E-signatures are gaining popularity among remote workforces thanks to COVID-19, but the best solution requires more research than just putting a signature on a PDF. Read on for some e-signing considerations.
With people located far away from their usual offices, it creates logistical problems that can be frustrating and annoying to solve.
For example, have you ever had to send a document via fax just so it had your signature? Not fun, is it? (Also worth considering on a frustration angle: sending those same documents through the mail.)
Perhaps it’s for this reason that digital signatures are gaining popularity as an alternative to a paper-heavy process. Some are even calling it “the norm” for the COVID-19 era. Is your association a part of that norm?
If not, here are a few insights for would-be document signers:
Consider the many benefits. Beyond helping you avoid the fax machine as necessary, e-signatures allow for a simplified user experience, along with easier ways to track different versions and the ability to avoid extra weight.

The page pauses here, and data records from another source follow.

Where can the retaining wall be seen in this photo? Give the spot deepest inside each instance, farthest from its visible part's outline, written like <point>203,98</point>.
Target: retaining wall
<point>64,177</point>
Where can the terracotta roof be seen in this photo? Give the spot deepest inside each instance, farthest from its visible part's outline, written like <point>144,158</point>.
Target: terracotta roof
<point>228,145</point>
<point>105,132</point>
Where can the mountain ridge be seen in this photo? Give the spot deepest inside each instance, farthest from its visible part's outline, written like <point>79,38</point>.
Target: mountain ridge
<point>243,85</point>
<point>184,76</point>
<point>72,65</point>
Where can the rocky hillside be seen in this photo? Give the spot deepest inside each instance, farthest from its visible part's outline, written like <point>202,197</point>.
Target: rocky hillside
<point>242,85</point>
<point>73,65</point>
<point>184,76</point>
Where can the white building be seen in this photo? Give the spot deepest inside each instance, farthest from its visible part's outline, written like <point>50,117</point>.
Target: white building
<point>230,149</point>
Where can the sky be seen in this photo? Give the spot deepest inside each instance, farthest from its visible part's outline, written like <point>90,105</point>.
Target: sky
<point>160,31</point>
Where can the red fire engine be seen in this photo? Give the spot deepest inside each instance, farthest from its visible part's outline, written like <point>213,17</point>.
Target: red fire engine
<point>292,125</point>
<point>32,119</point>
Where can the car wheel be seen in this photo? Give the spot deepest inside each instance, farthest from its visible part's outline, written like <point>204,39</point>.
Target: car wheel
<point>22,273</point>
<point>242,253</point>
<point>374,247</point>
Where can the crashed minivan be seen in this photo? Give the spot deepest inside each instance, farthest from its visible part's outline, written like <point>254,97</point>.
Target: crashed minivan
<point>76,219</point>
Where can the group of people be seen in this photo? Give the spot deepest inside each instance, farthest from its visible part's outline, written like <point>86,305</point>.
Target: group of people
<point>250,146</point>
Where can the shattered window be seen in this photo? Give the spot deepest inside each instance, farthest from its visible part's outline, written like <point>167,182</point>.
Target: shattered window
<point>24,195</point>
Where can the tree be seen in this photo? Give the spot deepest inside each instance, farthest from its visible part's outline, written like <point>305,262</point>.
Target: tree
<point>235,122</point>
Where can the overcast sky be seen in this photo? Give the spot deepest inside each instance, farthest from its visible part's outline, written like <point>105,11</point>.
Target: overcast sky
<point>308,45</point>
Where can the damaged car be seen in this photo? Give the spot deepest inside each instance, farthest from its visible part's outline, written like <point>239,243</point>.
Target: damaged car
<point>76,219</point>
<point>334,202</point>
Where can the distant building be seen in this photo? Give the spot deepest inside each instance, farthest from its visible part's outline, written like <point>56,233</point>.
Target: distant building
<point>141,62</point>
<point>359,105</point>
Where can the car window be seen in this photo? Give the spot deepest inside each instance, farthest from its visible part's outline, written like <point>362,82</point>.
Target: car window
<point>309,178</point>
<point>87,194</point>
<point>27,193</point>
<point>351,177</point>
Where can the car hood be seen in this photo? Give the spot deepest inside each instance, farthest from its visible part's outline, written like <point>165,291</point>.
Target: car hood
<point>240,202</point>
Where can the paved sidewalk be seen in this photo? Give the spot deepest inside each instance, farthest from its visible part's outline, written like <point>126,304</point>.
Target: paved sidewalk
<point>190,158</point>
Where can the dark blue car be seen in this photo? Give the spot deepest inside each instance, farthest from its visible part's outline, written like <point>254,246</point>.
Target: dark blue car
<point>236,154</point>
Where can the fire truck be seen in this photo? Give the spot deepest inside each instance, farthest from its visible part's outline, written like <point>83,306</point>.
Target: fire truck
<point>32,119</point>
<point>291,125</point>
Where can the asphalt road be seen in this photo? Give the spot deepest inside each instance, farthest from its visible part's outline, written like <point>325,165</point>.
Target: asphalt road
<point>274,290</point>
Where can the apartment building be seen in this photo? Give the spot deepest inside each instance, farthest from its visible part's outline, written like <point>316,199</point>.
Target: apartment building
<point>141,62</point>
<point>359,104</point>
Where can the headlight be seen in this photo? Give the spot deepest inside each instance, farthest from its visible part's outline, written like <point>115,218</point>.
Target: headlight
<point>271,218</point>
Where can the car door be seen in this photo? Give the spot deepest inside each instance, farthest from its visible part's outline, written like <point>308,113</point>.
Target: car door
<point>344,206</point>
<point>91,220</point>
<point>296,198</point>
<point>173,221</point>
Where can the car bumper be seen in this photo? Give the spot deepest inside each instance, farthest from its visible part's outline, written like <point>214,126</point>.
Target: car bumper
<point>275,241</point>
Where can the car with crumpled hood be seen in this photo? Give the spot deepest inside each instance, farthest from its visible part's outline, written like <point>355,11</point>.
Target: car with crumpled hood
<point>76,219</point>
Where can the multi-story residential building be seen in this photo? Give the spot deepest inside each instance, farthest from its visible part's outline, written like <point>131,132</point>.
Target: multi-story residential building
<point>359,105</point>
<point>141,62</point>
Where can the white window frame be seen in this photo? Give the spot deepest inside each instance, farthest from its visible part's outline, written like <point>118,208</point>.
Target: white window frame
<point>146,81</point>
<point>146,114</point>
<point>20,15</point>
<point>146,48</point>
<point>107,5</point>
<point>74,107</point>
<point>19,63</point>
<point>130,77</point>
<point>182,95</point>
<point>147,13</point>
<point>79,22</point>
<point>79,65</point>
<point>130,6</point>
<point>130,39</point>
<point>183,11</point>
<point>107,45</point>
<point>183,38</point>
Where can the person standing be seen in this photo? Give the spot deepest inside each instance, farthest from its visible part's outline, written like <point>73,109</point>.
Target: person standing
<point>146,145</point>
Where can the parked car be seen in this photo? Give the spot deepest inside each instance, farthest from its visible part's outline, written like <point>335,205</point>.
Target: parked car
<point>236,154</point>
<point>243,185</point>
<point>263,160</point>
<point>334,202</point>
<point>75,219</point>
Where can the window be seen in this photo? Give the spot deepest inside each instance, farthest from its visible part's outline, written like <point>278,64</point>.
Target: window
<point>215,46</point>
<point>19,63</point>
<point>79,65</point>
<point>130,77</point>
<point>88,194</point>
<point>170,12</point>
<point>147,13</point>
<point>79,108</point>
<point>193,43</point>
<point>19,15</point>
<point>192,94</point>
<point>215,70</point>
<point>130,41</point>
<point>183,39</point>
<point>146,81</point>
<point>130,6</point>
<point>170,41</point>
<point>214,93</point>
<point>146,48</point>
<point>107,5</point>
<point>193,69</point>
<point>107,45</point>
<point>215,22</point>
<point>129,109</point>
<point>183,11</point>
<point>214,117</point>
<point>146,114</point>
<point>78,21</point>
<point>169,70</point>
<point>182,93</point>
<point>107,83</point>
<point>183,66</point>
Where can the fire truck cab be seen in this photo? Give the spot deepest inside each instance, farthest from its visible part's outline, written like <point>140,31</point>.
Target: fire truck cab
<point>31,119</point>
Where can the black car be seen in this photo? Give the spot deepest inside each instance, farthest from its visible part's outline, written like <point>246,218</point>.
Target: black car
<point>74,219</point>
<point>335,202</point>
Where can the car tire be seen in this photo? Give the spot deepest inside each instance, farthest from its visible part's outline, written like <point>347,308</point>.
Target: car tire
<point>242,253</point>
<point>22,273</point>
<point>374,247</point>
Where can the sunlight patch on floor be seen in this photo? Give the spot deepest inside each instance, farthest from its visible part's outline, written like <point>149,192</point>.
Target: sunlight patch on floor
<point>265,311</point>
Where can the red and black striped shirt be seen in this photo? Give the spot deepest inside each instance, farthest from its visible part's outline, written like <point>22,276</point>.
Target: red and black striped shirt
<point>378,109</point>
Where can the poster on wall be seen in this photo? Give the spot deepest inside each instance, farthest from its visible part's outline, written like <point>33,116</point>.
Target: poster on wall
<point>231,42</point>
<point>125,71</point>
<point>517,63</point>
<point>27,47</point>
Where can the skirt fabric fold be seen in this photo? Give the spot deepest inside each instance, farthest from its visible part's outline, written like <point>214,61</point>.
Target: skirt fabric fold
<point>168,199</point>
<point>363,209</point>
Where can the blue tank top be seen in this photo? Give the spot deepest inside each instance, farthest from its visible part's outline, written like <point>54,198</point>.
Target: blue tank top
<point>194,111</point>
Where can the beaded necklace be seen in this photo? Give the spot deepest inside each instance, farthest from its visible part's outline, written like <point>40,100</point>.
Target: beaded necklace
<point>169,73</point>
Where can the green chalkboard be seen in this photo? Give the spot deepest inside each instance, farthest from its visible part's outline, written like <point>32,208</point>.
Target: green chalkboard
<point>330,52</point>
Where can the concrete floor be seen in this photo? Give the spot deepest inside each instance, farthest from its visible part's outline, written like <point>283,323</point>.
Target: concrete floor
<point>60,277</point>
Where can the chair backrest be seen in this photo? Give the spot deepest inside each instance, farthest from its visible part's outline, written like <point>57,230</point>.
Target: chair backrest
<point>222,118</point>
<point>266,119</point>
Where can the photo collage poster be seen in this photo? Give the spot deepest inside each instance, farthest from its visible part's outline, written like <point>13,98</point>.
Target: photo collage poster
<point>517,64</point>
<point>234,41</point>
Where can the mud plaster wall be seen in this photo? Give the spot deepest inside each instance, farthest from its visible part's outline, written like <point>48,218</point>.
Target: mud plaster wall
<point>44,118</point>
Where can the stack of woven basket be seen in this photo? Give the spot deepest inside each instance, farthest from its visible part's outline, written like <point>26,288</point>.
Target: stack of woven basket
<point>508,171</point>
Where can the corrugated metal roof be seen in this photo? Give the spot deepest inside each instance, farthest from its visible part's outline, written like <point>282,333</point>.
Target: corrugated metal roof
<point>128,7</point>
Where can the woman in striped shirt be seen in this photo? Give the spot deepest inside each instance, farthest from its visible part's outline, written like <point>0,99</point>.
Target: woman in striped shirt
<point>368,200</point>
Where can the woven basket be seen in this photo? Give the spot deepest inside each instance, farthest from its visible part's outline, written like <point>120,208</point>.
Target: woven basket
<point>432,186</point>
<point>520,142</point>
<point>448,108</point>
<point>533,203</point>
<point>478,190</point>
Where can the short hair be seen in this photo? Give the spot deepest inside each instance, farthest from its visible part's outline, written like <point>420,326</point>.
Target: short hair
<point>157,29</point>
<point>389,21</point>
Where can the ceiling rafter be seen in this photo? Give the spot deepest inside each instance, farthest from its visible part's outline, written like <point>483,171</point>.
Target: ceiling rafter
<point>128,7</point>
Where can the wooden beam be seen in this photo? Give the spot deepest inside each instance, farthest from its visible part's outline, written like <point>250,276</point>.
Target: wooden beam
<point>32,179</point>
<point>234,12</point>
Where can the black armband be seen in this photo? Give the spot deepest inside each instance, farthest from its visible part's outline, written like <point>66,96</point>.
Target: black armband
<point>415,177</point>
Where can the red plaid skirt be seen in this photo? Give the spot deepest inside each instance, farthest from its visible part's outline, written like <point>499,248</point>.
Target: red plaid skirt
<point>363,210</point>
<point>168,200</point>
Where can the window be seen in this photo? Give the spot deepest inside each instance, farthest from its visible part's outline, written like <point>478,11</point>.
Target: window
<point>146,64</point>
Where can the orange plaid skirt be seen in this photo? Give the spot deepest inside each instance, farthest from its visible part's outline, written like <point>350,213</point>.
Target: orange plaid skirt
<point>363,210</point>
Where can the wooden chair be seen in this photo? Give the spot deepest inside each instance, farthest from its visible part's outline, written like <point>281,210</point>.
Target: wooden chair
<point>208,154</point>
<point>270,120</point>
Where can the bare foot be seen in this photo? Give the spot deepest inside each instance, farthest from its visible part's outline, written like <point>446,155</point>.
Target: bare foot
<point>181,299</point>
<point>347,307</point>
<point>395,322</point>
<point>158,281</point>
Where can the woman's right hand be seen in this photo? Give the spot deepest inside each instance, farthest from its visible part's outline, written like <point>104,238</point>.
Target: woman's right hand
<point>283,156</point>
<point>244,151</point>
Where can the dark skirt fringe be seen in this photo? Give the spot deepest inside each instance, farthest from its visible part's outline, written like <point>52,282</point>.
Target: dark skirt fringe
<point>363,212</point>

It can also do wonders for customer relations, notes Piper Thomson at G2 Learning Hub. “While it might seem that something as simple as an electronic signature is not a vital element of cutting-edge business operations, the integration of software into most aspects of life has given rise to the trend of putting control in the hands of the consumer,” he writes. “Putting convenience and quality of life first will pay huge dividends when it comes to funneling your prospects through your sales pipeline and retaining customers.”
Know the differences. Simply signing a paper with a signature you drew with your trackpad may be enough for some, but when security elements are a part of the equation, it may be a better choice to get a digital signature, which adds cryptographic and encryption features to the signed document. The Cybersecurity & Infrastructure Security Agency has an article thoroughly explaining the difference between electronic and digital signatures.
Research the legal considerations. But while it may be convenient, is it strong enough legally? This may be where you want to do your homework. In a recent article for Bloomberg Law, a group of lawyers with Norton Rose Fulbright noted that regulations in the U.S. and many states make electronic signatures just as effective as physical ones, but they warned that complex transactions can create challenges. “As with handwritten signatures, the signer must show intent to sign the document electronically, which can be demonstrated by typing one’s name or drawing a signature with a mouse,” the authors wrote. Remote notarization is also an option depending on the type of contract or document that needs a signature.
Check out the different software options. With options varying from free to thousands of dollars, there are many directions that associations could look for putting signatures on sheets of paper. Zapier has a list of options—varying from the bare-bones (Preview, the default document viewer built into MacOS) to the robust (the widely used DocuSign and the contract-oriented Contractbook).